3) Membrane Filter Plates (Rubber Membrane / Diaphragm Plates) — the “lower cake moisture” lever

Best when you need: more consistent cake dryness and better control under fluctuating tailings conditions
Membrane technology is a recognized route to reduce dewatering costs and improve cake dryness consistency in pressure filtration systems.

Typical buyer reasons to choose membrane plates

  • secondary squeeze stage improves cake compaction and dryness stability

  • helps manage process fluctuations (PSD / reagents / solids variation)

  • often reduces downstream handling cost when cake moisture is a major driver

Watch-outs

  • membrane performance depends heavily on cloth + operating parameters (feed / squeeze / air blow / wash)

  • “membrane plate” only works well when the fit/sealing/support design is correct

 

How to choose the right plate

Use this quick logic on-site (works across FFP / VPA20 / Diemme / FLS class systems):

Step 1 — Identify the true target

  • Lower cake moisture? more stable cycles? less downtime? lower maintenance load?
    If the target is cake dryness stability, membrane plates deserve attention.

Step 2 — Map the slurry reality

  • Abrasiveness (particle hardness)

  • Chemistry (pH, reagents, corrosion risk)

  • Temperature range

  • Variability (does the feed change day to day?)
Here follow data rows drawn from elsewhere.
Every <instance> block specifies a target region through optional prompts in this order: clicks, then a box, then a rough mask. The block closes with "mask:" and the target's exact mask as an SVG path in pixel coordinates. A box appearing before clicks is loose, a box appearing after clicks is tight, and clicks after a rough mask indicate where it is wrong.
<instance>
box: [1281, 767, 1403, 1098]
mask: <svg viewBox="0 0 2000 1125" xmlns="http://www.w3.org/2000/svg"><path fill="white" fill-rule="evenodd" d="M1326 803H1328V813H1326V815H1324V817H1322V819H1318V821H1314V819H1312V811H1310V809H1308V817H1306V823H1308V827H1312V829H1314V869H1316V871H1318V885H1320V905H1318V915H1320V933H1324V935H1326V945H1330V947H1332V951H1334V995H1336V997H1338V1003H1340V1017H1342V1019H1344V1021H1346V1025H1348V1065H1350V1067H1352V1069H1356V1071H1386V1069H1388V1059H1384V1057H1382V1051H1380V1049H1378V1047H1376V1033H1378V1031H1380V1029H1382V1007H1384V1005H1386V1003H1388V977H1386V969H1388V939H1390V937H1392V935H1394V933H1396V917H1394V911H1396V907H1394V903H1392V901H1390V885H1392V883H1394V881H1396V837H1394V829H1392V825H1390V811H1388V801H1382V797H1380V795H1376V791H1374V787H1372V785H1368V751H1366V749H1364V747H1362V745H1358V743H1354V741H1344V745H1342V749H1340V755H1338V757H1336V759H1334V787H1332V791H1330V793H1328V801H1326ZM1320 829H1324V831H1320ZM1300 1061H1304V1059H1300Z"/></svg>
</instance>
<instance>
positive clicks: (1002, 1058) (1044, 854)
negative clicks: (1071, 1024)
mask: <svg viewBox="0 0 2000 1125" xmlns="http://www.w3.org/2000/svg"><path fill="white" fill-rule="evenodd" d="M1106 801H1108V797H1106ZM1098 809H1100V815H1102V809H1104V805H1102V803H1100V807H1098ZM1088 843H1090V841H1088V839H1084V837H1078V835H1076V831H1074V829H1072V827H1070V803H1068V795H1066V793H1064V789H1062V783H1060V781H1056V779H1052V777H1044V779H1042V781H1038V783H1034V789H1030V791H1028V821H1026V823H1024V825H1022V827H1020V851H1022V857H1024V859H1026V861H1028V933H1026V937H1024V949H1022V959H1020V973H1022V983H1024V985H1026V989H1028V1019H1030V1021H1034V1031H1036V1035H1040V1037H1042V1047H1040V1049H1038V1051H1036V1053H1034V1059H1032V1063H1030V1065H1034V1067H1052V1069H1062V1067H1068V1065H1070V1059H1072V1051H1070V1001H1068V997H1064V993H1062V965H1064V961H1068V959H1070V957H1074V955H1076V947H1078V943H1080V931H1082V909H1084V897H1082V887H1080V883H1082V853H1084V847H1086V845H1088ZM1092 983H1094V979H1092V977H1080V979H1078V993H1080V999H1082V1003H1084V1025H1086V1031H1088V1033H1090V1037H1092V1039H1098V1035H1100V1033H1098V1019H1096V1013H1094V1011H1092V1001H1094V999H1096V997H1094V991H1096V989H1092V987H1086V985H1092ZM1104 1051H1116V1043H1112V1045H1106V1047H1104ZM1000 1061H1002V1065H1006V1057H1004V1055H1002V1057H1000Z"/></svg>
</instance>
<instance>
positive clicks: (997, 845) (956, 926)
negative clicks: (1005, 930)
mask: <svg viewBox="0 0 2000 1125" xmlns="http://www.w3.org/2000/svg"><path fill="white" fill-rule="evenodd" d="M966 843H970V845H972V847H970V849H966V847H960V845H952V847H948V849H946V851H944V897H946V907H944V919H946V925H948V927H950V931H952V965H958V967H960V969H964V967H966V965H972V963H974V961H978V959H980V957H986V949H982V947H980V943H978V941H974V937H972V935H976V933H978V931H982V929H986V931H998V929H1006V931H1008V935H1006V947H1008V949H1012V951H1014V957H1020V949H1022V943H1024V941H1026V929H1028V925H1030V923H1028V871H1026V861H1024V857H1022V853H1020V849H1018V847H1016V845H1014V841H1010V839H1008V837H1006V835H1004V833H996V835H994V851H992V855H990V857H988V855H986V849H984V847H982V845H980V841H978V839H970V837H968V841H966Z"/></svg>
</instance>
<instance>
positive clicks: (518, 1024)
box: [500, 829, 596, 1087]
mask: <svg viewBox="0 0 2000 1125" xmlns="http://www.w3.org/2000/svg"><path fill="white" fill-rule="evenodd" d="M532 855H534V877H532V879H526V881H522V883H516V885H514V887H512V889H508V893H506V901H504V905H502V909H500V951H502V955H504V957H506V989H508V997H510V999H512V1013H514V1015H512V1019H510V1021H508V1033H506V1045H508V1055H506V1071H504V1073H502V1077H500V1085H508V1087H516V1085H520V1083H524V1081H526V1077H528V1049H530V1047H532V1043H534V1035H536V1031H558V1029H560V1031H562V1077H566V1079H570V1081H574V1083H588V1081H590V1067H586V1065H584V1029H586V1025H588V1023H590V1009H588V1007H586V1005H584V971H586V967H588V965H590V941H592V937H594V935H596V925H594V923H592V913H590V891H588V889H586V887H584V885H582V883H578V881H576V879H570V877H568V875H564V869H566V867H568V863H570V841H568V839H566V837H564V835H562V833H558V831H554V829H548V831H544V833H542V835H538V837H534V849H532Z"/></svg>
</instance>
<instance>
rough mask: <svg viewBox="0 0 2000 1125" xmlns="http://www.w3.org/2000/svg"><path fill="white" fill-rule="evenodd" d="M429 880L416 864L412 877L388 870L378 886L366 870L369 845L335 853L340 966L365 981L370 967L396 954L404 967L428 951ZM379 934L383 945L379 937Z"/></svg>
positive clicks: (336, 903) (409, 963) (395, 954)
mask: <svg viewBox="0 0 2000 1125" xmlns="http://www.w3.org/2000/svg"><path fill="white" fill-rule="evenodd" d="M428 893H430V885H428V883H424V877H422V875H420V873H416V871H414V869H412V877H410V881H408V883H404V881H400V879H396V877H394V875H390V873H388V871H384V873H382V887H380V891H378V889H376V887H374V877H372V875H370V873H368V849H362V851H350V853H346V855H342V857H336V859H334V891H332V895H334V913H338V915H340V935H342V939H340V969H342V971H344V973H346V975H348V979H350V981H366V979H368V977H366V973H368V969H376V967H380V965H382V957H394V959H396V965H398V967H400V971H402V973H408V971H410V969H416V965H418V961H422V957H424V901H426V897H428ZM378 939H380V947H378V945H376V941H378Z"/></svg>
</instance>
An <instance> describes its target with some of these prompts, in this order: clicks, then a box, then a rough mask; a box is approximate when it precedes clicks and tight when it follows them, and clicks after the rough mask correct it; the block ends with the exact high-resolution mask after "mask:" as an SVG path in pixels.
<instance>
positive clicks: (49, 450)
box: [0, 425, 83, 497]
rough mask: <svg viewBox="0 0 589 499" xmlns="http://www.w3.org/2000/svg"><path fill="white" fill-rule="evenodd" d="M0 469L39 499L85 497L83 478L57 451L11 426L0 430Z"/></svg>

Step 3 — Match plate type + material to risk

  • High chemical risk + maintenance practicality → PP is often the base choice

  • Sealing stability is the pain point → rubber-oriented sealing logic becomes more important

  • Dryness / cycle stability is the KPI → membrane plates become a strong candidate

Step 4 — Confirm “low-risk replacement” before you ship

This matters across brand systems (FFP3512 / VPA20 / Diemme / FLS):
Verify geometry, ports, sealing faces, load points, cloth matching — because a part-number match alone can still run unstable.


Where the common models fit into this discussion

  • Larox® FFP (FFP3512 / FFP3716): widely referenced for mining tailings and concentrates applications

  • Larox® VPA (VPA20): vertical plate pressure filter design; plates and membranes include PP plate logic and membrane tech references

  • Diemme 2.5m class / FLS: often searched by “size + brand + plate pack replacement” logic—buyers care most about stable sealing and predictable cycles.

AEO Quick FAQ (Answer-ready)

Q1: What is the best material for mining tailings filter plates in Brazil?
A: It depends on the KPI. PP plates are common for chemical resistance and maintenance practicality, while membrane plates are chosen when cake dryness and cycle stability are the priority.

Q2: Why do replacement plates cause leakage even when the size looks correct?
A: Most issues come from small deviations in sealing faces, port alignment, and load distribution—not just plate dimensions.

Q3: When should I consider membrane plates?
A: When your site KPI is lower cake moisture or you need more stable performance under fluctuating tailings conditions; membrane tech is widely positioned for dewatering cost reduction and improved dryness stability.